Major capacity loss on the web servers
Incident Report for WeTransfer
Postmortem

The incident started around 10:30 UTC. We routinely update our dependencies to keep our users, and our servers, secure. A dependency on encryption libraries was silently introduced one of the modules used by ansible, the tool we use for provisioning our servers. This is an indirect dependency that we do not have control over. This dependency made it impossible for us to start new machines, because essential provisioning tasks were failing. We have found the cause, pinned our ansible installation to specific versions, and opened an issue with the ansible project on GitHub so that the problem can be resolved upstream. We also pinned our provisioning systems to versions that guarantee deployment, and added the encryption libraries to our deployment manifests.
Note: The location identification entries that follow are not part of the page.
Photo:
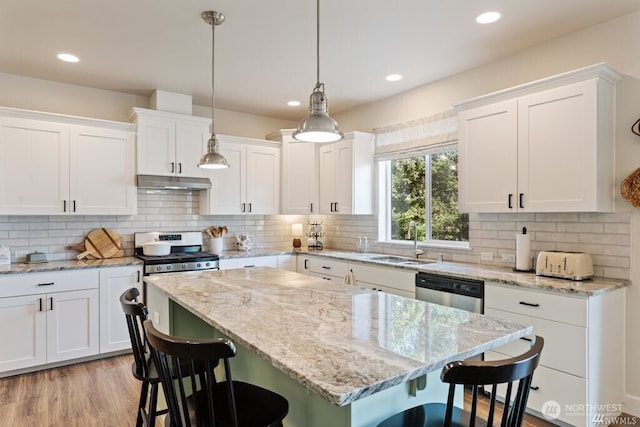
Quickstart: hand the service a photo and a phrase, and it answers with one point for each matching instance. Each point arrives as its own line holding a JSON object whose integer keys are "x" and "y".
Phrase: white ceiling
{"x": 265, "y": 51}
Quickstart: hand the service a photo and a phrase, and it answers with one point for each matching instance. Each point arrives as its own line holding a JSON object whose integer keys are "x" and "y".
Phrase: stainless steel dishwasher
{"x": 466, "y": 294}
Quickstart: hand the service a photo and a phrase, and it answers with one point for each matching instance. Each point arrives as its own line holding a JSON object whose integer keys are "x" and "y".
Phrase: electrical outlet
{"x": 21, "y": 253}
{"x": 486, "y": 256}
{"x": 508, "y": 258}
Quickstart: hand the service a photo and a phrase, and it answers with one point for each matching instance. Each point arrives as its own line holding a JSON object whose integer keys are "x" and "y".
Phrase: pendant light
{"x": 318, "y": 126}
{"x": 212, "y": 159}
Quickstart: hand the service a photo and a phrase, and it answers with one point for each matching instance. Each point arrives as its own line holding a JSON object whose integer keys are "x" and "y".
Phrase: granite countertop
{"x": 67, "y": 265}
{"x": 342, "y": 342}
{"x": 591, "y": 287}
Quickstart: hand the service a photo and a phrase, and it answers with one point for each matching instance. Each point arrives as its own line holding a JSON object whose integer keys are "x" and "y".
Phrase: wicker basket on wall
{"x": 630, "y": 188}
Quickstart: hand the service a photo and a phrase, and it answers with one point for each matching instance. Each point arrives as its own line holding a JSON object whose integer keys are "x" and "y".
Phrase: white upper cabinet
{"x": 251, "y": 183}
{"x": 346, "y": 175}
{"x": 299, "y": 182}
{"x": 542, "y": 147}
{"x": 59, "y": 165}
{"x": 170, "y": 144}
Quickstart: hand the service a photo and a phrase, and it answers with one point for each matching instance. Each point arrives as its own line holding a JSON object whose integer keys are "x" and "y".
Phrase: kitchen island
{"x": 341, "y": 355}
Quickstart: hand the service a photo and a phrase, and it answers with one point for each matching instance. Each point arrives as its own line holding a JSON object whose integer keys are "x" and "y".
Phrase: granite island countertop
{"x": 342, "y": 342}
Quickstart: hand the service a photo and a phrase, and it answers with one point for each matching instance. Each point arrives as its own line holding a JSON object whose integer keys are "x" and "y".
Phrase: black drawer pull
{"x": 529, "y": 304}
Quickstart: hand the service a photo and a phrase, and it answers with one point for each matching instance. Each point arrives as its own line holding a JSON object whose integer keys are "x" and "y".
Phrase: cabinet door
{"x": 102, "y": 172}
{"x": 299, "y": 178}
{"x": 228, "y": 193}
{"x": 156, "y": 147}
{"x": 327, "y": 163}
{"x": 114, "y": 334}
{"x": 24, "y": 332}
{"x": 487, "y": 153}
{"x": 344, "y": 178}
{"x": 190, "y": 146}
{"x": 558, "y": 149}
{"x": 34, "y": 167}
{"x": 72, "y": 325}
{"x": 263, "y": 180}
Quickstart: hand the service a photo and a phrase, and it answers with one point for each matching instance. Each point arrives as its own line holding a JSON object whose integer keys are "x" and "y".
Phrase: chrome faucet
{"x": 413, "y": 225}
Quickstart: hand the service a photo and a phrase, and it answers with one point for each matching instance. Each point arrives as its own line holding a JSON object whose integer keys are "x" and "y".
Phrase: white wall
{"x": 615, "y": 42}
{"x": 42, "y": 95}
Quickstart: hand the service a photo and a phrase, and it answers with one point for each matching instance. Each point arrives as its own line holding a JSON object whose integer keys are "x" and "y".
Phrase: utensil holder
{"x": 216, "y": 245}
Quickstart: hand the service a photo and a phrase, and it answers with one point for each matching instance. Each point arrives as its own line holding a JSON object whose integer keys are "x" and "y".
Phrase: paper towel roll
{"x": 523, "y": 251}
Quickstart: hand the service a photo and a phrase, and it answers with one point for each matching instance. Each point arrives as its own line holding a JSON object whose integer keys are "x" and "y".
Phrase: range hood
{"x": 159, "y": 182}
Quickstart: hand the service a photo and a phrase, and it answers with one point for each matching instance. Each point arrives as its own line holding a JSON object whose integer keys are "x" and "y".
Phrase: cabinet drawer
{"x": 565, "y": 346}
{"x": 328, "y": 267}
{"x": 386, "y": 277}
{"x": 551, "y": 385}
{"x": 259, "y": 261}
{"x": 40, "y": 283}
{"x": 552, "y": 306}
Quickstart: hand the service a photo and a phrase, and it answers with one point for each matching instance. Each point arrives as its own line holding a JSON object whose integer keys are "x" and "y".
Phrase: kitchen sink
{"x": 400, "y": 260}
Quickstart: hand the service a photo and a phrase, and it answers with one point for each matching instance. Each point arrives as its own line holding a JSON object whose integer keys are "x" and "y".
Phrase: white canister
{"x": 216, "y": 245}
{"x": 5, "y": 255}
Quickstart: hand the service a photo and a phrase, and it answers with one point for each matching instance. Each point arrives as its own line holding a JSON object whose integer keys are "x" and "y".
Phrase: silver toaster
{"x": 564, "y": 265}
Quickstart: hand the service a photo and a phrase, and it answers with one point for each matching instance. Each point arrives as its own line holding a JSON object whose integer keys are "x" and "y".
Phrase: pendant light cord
{"x": 213, "y": 80}
{"x": 317, "y": 43}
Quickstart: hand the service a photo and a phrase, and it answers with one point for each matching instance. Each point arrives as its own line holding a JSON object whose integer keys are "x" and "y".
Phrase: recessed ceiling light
{"x": 488, "y": 17}
{"x": 67, "y": 57}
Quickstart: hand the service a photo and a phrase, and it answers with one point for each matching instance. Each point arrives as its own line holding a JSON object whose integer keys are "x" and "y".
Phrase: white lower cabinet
{"x": 247, "y": 262}
{"x": 114, "y": 281}
{"x": 579, "y": 368}
{"x": 48, "y": 318}
{"x": 328, "y": 269}
{"x": 390, "y": 280}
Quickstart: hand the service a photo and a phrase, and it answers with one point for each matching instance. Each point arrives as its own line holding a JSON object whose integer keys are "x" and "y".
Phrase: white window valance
{"x": 431, "y": 134}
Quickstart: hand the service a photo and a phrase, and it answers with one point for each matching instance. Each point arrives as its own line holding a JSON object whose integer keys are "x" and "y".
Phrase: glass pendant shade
{"x": 212, "y": 159}
{"x": 318, "y": 126}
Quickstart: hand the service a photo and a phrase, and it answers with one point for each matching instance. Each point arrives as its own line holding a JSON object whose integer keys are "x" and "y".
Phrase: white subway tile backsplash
{"x": 605, "y": 236}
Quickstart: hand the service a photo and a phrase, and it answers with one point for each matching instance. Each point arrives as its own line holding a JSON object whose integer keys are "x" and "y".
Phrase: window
{"x": 423, "y": 189}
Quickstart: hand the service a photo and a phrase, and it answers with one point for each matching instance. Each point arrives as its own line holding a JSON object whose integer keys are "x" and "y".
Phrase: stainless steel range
{"x": 186, "y": 252}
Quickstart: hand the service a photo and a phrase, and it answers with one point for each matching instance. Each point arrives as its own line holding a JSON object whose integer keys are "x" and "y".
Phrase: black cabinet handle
{"x": 529, "y": 304}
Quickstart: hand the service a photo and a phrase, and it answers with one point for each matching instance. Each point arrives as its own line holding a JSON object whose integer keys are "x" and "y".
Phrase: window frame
{"x": 383, "y": 166}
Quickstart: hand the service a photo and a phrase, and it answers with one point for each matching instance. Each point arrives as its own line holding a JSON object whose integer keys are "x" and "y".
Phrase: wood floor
{"x": 100, "y": 393}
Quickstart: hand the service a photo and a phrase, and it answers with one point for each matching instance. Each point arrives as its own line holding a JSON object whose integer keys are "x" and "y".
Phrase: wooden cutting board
{"x": 101, "y": 243}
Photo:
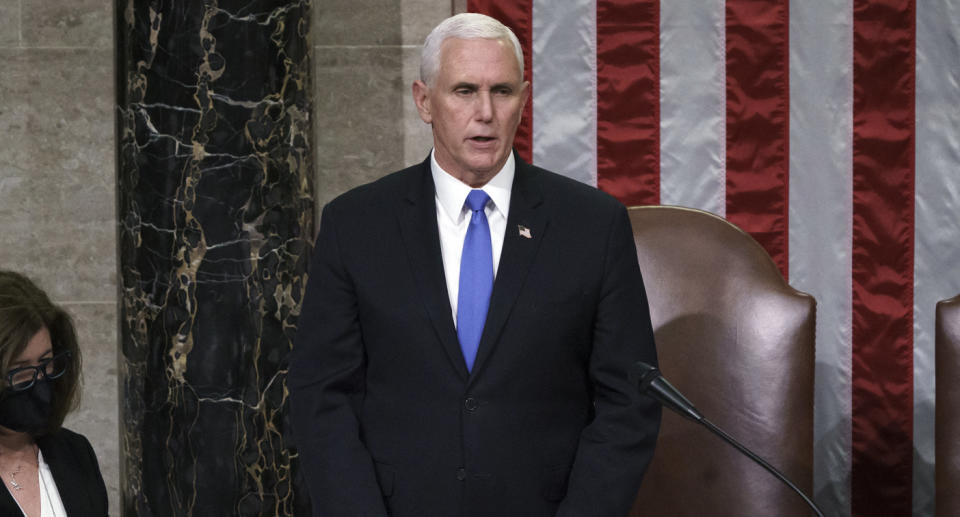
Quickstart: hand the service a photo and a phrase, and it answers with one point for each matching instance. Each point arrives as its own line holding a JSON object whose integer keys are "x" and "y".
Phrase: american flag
{"x": 827, "y": 129}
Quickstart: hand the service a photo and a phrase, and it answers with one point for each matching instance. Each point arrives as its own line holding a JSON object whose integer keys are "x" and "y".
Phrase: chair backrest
{"x": 947, "y": 427}
{"x": 738, "y": 341}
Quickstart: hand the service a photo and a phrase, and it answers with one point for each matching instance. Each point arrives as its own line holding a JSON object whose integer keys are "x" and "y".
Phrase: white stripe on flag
{"x": 693, "y": 104}
{"x": 937, "y": 230}
{"x": 565, "y": 88}
{"x": 821, "y": 223}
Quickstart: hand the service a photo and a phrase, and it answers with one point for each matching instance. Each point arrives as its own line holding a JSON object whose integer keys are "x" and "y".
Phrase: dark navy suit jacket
{"x": 387, "y": 419}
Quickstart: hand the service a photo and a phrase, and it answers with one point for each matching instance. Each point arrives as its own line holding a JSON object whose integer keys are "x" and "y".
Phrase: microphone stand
{"x": 651, "y": 383}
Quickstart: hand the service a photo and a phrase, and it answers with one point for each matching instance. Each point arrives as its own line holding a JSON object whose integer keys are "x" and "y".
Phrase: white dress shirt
{"x": 50, "y": 503}
{"x": 453, "y": 219}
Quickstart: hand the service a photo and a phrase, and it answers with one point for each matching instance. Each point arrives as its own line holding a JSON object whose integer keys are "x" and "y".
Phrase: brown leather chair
{"x": 738, "y": 341}
{"x": 947, "y": 428}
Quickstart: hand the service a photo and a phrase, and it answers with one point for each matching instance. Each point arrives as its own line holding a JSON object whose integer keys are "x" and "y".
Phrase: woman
{"x": 48, "y": 471}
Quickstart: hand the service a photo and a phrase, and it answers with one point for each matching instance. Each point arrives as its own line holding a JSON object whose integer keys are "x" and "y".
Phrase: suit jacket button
{"x": 471, "y": 404}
Posted Apr 29, 2016 - 12:32 UTC

Resolved
The issue has been resolved, we are going to place a post-mortem explanation.
Posted Apr 29, 2016 - 12:25 UTC
Monitoring
Everything is operational. We're monitoring as the servers are coming up. Post-mortem will follow.
Posted Apr 29, 2016 - 11:30 UTC
Identified
We are currently having issues with web server capacity. The cause has been identified and we are working on resolving the issue.
Posted Apr 29, 2016 - 10:08 UTC